在相关新闻中,OpenAI 宣布将在网络上发布更新的 ChatGPT UI,其中包含新的、“更具对话性”的主屏幕和消息布局,以及适用于 macOS 的 ChatGPT 桌面版本,允许用户通过键盘快捷键提问或截取和讨论屏幕截图。从今天开始,ChatGPT Plus 用户将首先访问该应用程序,Windows 版本将在今年晚些时候推出。

Elsewhere, the GPT Store, OpenAI’s library of and creation tools for third-party chatbots built on its AI models, is now available to users of ChatGPT’s free tier.
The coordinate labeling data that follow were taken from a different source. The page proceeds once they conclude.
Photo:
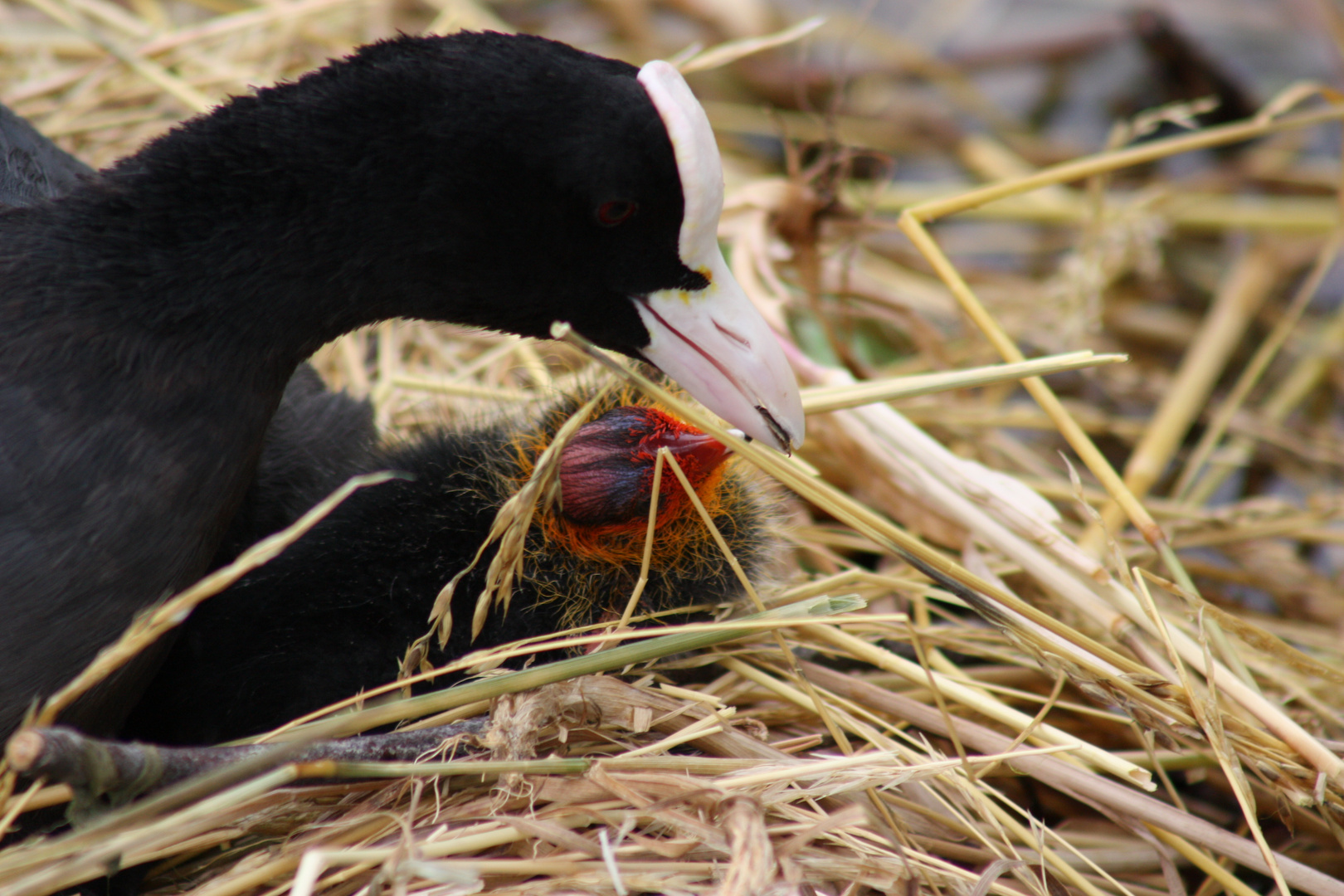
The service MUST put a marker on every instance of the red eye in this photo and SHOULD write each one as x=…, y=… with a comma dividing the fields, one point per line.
x=616, y=212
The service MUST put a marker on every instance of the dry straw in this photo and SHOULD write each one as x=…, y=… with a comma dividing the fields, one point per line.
x=1035, y=698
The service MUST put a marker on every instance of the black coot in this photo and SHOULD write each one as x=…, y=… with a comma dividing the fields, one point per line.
x=336, y=611
x=155, y=312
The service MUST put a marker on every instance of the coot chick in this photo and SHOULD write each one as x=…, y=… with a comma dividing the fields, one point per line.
x=155, y=312
x=335, y=613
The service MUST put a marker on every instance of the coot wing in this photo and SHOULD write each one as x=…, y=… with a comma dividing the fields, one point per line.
x=32, y=167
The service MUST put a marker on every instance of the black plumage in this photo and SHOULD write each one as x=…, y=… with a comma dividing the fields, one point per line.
x=336, y=611
x=152, y=314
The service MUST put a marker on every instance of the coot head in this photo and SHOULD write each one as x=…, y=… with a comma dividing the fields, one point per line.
x=499, y=180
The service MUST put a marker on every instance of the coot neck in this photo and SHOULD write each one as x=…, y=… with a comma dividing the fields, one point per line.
x=266, y=229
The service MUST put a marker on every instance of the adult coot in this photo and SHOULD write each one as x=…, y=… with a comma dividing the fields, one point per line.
x=152, y=316
x=336, y=611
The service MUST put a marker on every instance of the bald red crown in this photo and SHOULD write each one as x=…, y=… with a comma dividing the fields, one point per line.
x=606, y=470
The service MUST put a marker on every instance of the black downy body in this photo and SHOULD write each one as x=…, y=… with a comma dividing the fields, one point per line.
x=335, y=613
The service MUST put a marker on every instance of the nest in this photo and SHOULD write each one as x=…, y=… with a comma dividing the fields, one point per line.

And free users can take advantage of ChatGPT features that were formerly paywalled, like a memory capability that allows ChatGPT to “remember” preferences for future interactions, upload files and photos, and search the web for answers to timely questions.
在其他地方,OpenAI 基于其 AI 模型构建的第三方聊天机器人库和创建工具 GPT Store 现在可供 ChatGPT 免费套餐的用户使用。免费用户可以利用 ChatGPT 以前付费的功能,例如记忆功能,允许 ChatGPT “记住”未来交互的偏好、上传文件和照片,以及在网络上搜索及时问题的答案。